La niebla cubría un alto asturiano y Ana dudaba de sus pasos. Decidió reducir el objetivo, compartió un trozo con un jubilado portugués y llegó temprano. Lavó ropa, escribió tres líneas y durmió larga siesta. Al despertar, entendió que cuidar el cuerpo también sostiene decisiones grandes.
Dejar una piedra simbólica en un cruce, escribir tres gratitudes en la credencial, respirar profundamente antes de un puente romano. Detalles así anclan presencia y sentido. Funcionan mejor que promesas grandilocuentes. Si un día se olvidan, al siguiente vuelven, como campanas que recuerdan lo esencial sin reproche.
Usa calcetines técnicos secos, lubrica zonas de roce y ventila en cada pausa. Ante ampolla incipiente, protege temprano para no modificar pisada. Al final del día, lava, seca al aire y eleva piernas. Un pequeño masaje con crema calmante se convierte en gratitud concreta para mañana.

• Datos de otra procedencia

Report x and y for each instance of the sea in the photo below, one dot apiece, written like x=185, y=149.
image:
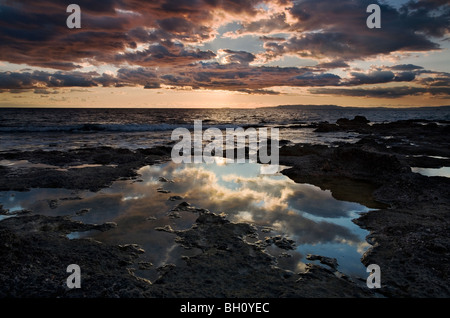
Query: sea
x=319, y=223
x=132, y=128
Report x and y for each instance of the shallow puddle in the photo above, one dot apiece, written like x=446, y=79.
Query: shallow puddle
x=276, y=205
x=433, y=172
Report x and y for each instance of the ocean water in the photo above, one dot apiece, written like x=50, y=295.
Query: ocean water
x=62, y=129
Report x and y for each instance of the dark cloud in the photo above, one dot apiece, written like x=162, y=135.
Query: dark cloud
x=385, y=92
x=240, y=57
x=155, y=43
x=338, y=29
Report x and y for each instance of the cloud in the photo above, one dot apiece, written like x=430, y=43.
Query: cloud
x=337, y=29
x=160, y=43
x=384, y=92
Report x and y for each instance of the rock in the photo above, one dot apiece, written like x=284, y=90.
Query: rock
x=281, y=242
x=53, y=204
x=175, y=198
x=330, y=261
x=83, y=211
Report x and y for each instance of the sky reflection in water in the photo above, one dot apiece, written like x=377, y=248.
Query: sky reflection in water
x=317, y=222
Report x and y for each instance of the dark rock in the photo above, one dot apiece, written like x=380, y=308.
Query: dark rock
x=330, y=261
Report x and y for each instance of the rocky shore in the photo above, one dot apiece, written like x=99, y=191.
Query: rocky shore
x=408, y=227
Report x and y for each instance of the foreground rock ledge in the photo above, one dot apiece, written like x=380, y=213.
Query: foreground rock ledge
x=36, y=252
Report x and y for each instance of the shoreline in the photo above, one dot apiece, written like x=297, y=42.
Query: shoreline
x=408, y=231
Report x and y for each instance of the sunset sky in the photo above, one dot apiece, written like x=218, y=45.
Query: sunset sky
x=224, y=53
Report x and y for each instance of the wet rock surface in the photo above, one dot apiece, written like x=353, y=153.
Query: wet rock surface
x=408, y=230
x=113, y=164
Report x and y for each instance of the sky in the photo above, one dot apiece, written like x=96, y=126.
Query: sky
x=224, y=53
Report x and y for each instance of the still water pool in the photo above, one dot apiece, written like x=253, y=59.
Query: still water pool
x=274, y=204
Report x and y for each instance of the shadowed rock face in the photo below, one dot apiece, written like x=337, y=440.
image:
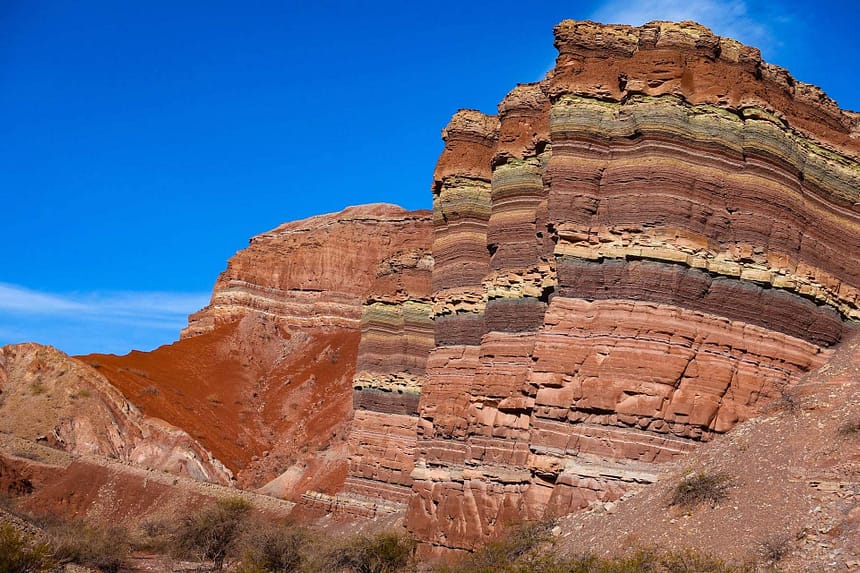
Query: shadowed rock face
x=660, y=238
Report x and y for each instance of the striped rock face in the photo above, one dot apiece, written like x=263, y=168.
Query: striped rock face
x=635, y=255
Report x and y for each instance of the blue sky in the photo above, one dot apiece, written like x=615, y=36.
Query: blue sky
x=143, y=143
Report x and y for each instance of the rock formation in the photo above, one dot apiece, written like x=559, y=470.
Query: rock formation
x=263, y=375
x=49, y=397
x=635, y=255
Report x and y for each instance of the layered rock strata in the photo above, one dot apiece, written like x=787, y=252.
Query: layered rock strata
x=396, y=337
x=263, y=376
x=670, y=229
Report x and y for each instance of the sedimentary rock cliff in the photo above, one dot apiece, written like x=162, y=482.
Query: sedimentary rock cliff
x=47, y=396
x=263, y=375
x=635, y=255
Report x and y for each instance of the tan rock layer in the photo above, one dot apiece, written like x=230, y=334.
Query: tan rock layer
x=739, y=300
x=582, y=410
x=318, y=271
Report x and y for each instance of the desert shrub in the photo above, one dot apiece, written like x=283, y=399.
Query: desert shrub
x=775, y=548
x=212, y=533
x=273, y=547
x=155, y=535
x=850, y=428
x=787, y=399
x=700, y=488
x=103, y=548
x=18, y=554
x=542, y=559
x=516, y=551
x=385, y=552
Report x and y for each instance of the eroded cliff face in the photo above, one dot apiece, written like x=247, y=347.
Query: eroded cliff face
x=263, y=376
x=636, y=254
x=49, y=397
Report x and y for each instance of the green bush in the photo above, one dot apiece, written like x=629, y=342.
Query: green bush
x=385, y=552
x=701, y=488
x=517, y=550
x=20, y=555
x=104, y=549
x=212, y=533
x=272, y=547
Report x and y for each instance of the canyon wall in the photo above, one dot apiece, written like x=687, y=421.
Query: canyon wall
x=263, y=376
x=637, y=253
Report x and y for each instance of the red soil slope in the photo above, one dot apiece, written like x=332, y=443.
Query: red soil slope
x=259, y=412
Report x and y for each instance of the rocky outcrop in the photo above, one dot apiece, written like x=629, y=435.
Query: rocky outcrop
x=668, y=228
x=396, y=337
x=311, y=273
x=263, y=376
x=47, y=396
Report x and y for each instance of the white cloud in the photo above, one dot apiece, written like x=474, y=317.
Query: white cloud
x=20, y=299
x=730, y=18
x=144, y=309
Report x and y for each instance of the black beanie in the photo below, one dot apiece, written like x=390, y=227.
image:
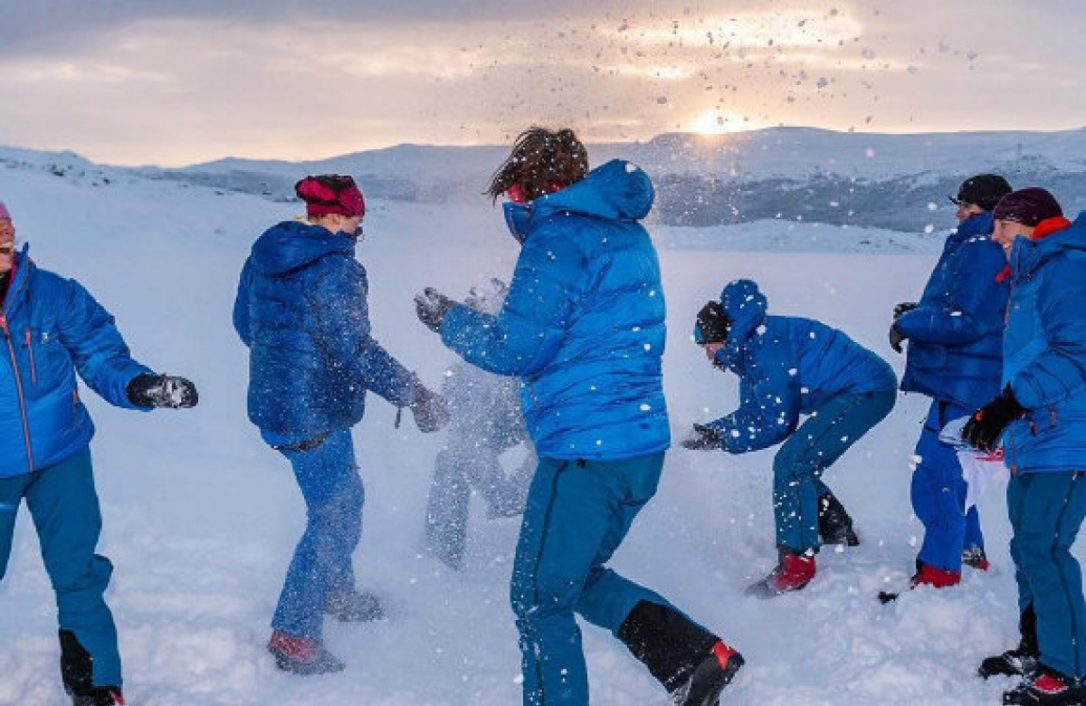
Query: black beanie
x=984, y=190
x=1027, y=206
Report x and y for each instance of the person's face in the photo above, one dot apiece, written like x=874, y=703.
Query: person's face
x=7, y=246
x=1006, y=231
x=967, y=211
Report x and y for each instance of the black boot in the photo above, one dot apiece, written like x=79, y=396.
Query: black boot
x=77, y=673
x=691, y=663
x=1021, y=660
x=834, y=525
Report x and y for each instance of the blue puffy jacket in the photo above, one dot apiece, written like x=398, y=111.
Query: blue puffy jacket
x=956, y=332
x=1045, y=352
x=52, y=327
x=583, y=320
x=787, y=366
x=301, y=309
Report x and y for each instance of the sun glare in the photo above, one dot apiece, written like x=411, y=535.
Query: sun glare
x=712, y=122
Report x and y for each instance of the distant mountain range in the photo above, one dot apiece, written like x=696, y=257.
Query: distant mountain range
x=894, y=181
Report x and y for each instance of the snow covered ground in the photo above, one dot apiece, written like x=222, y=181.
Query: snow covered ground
x=201, y=517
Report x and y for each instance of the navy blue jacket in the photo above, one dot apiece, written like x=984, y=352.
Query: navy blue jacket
x=956, y=332
x=583, y=320
x=787, y=366
x=51, y=327
x=301, y=309
x=1045, y=352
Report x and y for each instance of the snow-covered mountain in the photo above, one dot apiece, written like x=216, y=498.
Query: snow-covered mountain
x=894, y=181
x=200, y=516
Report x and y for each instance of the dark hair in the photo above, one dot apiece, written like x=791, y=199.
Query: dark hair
x=541, y=160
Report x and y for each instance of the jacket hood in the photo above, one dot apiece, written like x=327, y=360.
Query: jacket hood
x=1027, y=255
x=22, y=266
x=292, y=244
x=745, y=305
x=980, y=224
x=618, y=190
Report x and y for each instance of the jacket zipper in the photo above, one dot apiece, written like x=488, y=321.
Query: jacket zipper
x=29, y=349
x=19, y=389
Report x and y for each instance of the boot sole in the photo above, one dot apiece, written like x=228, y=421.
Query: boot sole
x=302, y=669
x=711, y=695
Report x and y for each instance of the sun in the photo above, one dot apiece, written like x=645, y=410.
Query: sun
x=714, y=122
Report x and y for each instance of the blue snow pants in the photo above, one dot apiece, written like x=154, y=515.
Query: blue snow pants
x=938, y=494
x=458, y=468
x=1046, y=511
x=577, y=514
x=328, y=478
x=64, y=508
x=816, y=445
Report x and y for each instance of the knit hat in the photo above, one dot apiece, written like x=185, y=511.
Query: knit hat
x=330, y=193
x=984, y=190
x=1027, y=206
x=711, y=325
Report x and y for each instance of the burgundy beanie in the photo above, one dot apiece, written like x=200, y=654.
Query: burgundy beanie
x=1027, y=206
x=330, y=193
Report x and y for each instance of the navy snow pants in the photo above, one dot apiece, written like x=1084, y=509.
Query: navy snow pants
x=63, y=505
x=1046, y=511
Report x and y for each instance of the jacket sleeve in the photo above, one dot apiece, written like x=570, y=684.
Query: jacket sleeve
x=92, y=340
x=769, y=412
x=1059, y=373
x=341, y=315
x=973, y=300
x=529, y=330
x=241, y=304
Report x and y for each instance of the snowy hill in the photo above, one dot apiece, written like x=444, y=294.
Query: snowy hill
x=856, y=178
x=201, y=517
x=893, y=181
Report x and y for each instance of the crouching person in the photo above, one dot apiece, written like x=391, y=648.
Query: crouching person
x=1040, y=416
x=52, y=328
x=301, y=309
x=787, y=367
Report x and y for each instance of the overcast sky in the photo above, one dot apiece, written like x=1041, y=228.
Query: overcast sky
x=178, y=82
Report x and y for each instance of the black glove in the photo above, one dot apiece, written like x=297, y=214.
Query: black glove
x=431, y=306
x=703, y=439
x=987, y=424
x=711, y=325
x=162, y=391
x=903, y=309
x=896, y=338
x=430, y=410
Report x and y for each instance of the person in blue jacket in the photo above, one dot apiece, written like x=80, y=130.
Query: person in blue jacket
x=50, y=329
x=787, y=367
x=484, y=423
x=1040, y=417
x=301, y=310
x=956, y=337
x=583, y=327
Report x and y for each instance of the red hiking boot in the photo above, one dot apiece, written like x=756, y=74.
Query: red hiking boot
x=925, y=575
x=302, y=656
x=709, y=678
x=1047, y=688
x=793, y=572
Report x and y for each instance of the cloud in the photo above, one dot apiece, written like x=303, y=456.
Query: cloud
x=181, y=82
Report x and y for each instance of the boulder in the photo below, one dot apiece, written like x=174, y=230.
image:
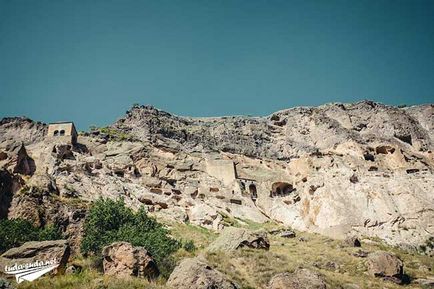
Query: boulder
x=205, y=216
x=425, y=283
x=63, y=151
x=193, y=273
x=384, y=264
x=57, y=250
x=24, y=164
x=4, y=284
x=73, y=269
x=300, y=279
x=352, y=241
x=233, y=238
x=122, y=259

Sigue flechas y conchas, pero contrasta cruces dudosos con mapas sin conexión y tracks verificados. Descarga regiones antes de salir, lleva batería externa ligera y modo avión cuando no haga falta señal. Pregunta en bares y albergues; la gente local corrige desvíos con una sonrisa que también orienta.
El orgullo puede empujar más que la sabiduría. Si duelen las rodillas en bajadas, acorta. Si la tormenta arrecia, refugio. Si el cansancio nubla decisiones, merienda y respira. Reanudar con claridad evita errores mayores. Llegar mañana en paz vale más que hoy en apuros vanidosos.